Vincent Hawkins, Planet & Satellites — L’ahah
L’Ahah accueille, du 21 janvier au 25 mars, une exposition d’envergure de Vincent Hawkins. Si, lors de sa précédente exposition à l’Ahah, Hawkins engageait le regard du spectateur et sa position dans l’espace avec des œuvres en trois dimensions qui faisaient du lieu même la toile d’une œuvre monumentale, le parcours se veut, avec Planet & Satellites, plus frontal et affirmé sans être pour autant plus didactique.
Exposition : « Vincent Hawkins — Planet and Satellites » du 21 janvier au 25 mars 2023. En savoir plus Avec cette sélection d’œuvres peintes, il décline sur différents supports les enjeux d’une peinture qui s’empare du monde autant qu’elle en réinvente le reflet. S’appuyant sur les anfractuosités de la matière, sur les volumes subtils de la couleur appliquée en fonction de leurs réceptacles, il répète et altère les reliefs de ses sujets pour élaborer une imagerie qui, ancrée dans l’abstraction, révèle peu à peu sa nature imitative et dessine une exposition qui conjugue les spécificités d’un espace entre white cube et espace intérieur chaleureux. Chaque élément, documentation papier, tableaux emballés en réserve, ombre portée sur les murs, prend part à la mise en scène générale des lignes, à la rectitude fragile ou subtilement chancelantes.
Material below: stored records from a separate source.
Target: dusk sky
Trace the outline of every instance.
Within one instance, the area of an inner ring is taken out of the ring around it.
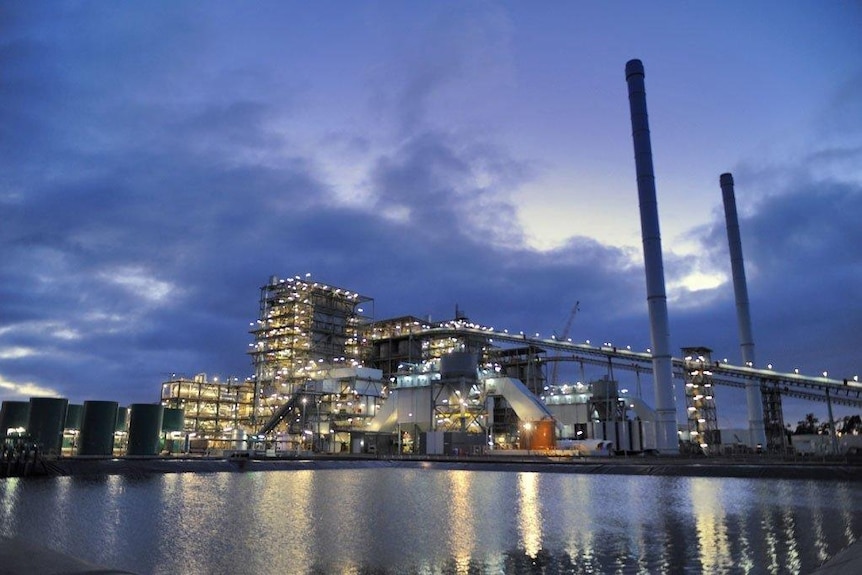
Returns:
[[[579,301],[574,340],[645,350],[632,58],[675,354],[741,363],[732,172],[758,364],[859,374],[860,30],[852,1],[3,2],[0,400],[244,378],[271,275],[545,336]]]

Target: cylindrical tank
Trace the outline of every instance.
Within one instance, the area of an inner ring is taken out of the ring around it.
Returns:
[[[29,417],[29,401],[4,401],[0,407],[0,436],[9,433],[10,429],[27,429]]]
[[[162,418],[162,433],[182,431],[186,422],[185,411],[177,407],[166,407]]]
[[[129,446],[127,455],[158,455],[165,408],[157,403],[129,406]]]
[[[27,433],[42,453],[59,455],[69,400],[61,397],[31,397]]]
[[[78,455],[112,455],[117,423],[116,401],[85,401],[81,413]]]
[[[440,358],[440,377],[450,379],[455,377],[476,378],[476,355],[466,351],[453,351]]]
[[[556,446],[557,434],[553,419],[530,421],[524,428],[521,449],[554,449]]]
[[[243,429],[234,429],[231,433],[231,448],[243,450],[248,449],[248,442],[246,441],[246,432]]]
[[[129,408],[117,408],[117,421],[114,424],[114,431],[126,432],[129,430]]]
[[[70,403],[66,407],[66,423],[63,429],[71,429],[78,431],[81,429],[81,413],[84,411],[84,406],[78,403]]]

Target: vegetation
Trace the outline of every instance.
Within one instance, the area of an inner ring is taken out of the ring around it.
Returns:
[[[860,435],[862,434],[862,416],[860,415],[845,415],[843,418],[835,422],[835,429],[838,435]],[[796,424],[794,435],[828,435],[829,422],[820,423],[813,413],[809,413],[805,418]]]

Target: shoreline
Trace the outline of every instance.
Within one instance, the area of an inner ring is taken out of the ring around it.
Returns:
[[[62,457],[34,462],[25,477],[146,476],[164,473],[246,473],[309,469],[407,468],[428,470],[515,471],[664,477],[815,479],[862,481],[860,461],[784,461],[768,458],[524,456],[377,457],[302,454],[291,457]],[[11,475],[16,476],[16,475]],[[17,475],[20,477],[20,475]],[[2,480],[5,476],[0,476]]]

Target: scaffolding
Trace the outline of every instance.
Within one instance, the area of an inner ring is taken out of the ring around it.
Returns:
[[[174,376],[162,383],[161,403],[184,411],[186,433],[222,439],[237,430],[251,428],[254,383],[230,377],[209,381],[205,373],[192,379]]]
[[[283,415],[309,381],[323,379],[334,366],[360,365],[360,329],[370,320],[361,306],[372,301],[309,276],[273,276],[260,288],[259,316],[251,330],[255,341],[249,344],[257,426]]]
[[[827,392],[828,393],[828,392]],[[787,437],[784,430],[784,410],[781,407],[781,389],[778,382],[762,382],[760,394],[763,398],[763,428],[766,432],[767,451],[784,451]]]
[[[712,350],[684,347],[685,407],[691,444],[709,453],[721,444],[712,382]]]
À l’image en réalité du titre de l’exposition, Planet & Satellites, qui promet la possibilité d’un système ordonné, d’un centre de gravité autour duquel se déploient forces et êtres mais évoque aussi ce qu’on ne voit pas. Cette dépendance des corps qui se greffent et qui, pour peu nécessaires qu’ils sont, deviennent part de l’identité de leur centre d’attraction.Montagnes, grottes et pierres émergent ainsi progressivement d’un ensemble qui unit au fil du parcours le silence de la méditation et l’immixtion de la nature en son sein. Insidieusement, les amas de couleurs révèlent une possible vraisemblance, un jeu profond de reflets imitant les dynamiques de lumière que l’artiste souligne ou efface en y appliquant différentes couches ou en pliant son support alentour. Autant de stratégies qui, bien que différentes, participent ensemble à élaborer la singularité absolue de ce travail dont la légèreté du support reflète la mobilité du regard. Si sa peinture est grave, si la montagne charrie avec elle une symbolique multiséculaire aux multiples accents dans l’histoire de la peinture, elle est aussi un accès immédiat à la représentation, un sujet élémentaire de l’apprentissage du geste de peindre.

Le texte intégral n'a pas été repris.